RISOLUZIONI ONU: COSA SONO

Le ambigue risoluzioni e la scarsa efficacia degli interventi dell’onu giovano davvero alla tutela dei diritti umani? L’ONU, Organizzazione delle Nazioni Unite, è la più importante ed estesa organizzazione intergovernativa, comprendendo 192 dei 201 stati del mondo.

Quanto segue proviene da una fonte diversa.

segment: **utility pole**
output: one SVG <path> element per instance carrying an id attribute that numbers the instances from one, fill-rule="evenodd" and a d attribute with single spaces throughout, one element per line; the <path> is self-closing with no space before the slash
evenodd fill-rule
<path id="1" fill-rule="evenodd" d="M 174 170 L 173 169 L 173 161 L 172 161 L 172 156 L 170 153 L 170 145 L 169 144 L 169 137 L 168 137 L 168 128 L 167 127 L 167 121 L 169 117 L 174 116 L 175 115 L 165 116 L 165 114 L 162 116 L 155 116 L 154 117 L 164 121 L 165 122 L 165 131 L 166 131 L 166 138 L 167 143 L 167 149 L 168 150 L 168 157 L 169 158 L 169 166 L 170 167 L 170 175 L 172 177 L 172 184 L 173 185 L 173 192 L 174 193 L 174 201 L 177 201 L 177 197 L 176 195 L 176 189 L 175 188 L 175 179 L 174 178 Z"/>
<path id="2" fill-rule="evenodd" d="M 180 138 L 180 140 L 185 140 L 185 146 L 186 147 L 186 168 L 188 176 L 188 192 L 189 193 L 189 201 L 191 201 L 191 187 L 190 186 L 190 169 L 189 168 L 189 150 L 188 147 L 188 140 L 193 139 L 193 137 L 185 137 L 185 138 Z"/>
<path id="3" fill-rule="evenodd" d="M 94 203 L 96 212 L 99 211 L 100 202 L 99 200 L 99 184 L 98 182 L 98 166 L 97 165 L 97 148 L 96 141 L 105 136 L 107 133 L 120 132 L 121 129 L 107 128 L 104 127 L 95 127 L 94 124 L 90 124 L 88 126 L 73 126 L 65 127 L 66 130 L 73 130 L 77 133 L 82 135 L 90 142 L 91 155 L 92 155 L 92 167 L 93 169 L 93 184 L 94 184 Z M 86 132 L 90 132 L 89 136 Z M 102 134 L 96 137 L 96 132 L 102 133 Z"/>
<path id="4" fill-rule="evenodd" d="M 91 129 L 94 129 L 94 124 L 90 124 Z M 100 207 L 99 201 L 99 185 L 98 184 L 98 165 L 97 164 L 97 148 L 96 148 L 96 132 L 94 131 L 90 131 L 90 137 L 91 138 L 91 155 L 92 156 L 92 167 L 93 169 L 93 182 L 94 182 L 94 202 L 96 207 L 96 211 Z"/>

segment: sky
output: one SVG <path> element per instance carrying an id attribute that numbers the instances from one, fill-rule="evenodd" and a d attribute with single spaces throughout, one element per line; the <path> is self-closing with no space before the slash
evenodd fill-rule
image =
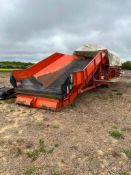
<path id="1" fill-rule="evenodd" d="M 0 60 L 100 44 L 131 60 L 131 0 L 0 0 Z"/>

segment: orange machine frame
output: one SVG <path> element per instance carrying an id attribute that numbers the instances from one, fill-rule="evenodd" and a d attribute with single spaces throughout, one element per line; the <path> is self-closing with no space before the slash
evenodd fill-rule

La Carta delle Nazioni Unite, firmata nel 1945, racchiude gli scopi e i principi su cui essa si fonda, tra cui svetta quello di “realizzare la cooperazione internazionale risolvendo i problemi internazionali di ordine economico, sociale, intellettuale o umanitario, sviluppando e incoraggiando il rispetto dei diritti dell’Uomo e delle libertà fondamentali per tutti, senza distinzione di razza, di sesso, di lingua o di religione”. La storia però ci insegna che non sempre le disposizioni dell’ONU, meglio chiamate “risoluzioni”, hanno posto realmente fine alle controversie per cui erano state create.
 
Le cause vanno ricercate nel codice genetico delle Nazioni Unite, nonché nelle tensioni perenni che hanno costellato la vita dell’Organizzazione, che i primi stati membri del 1945 non hanno cercato di evitare.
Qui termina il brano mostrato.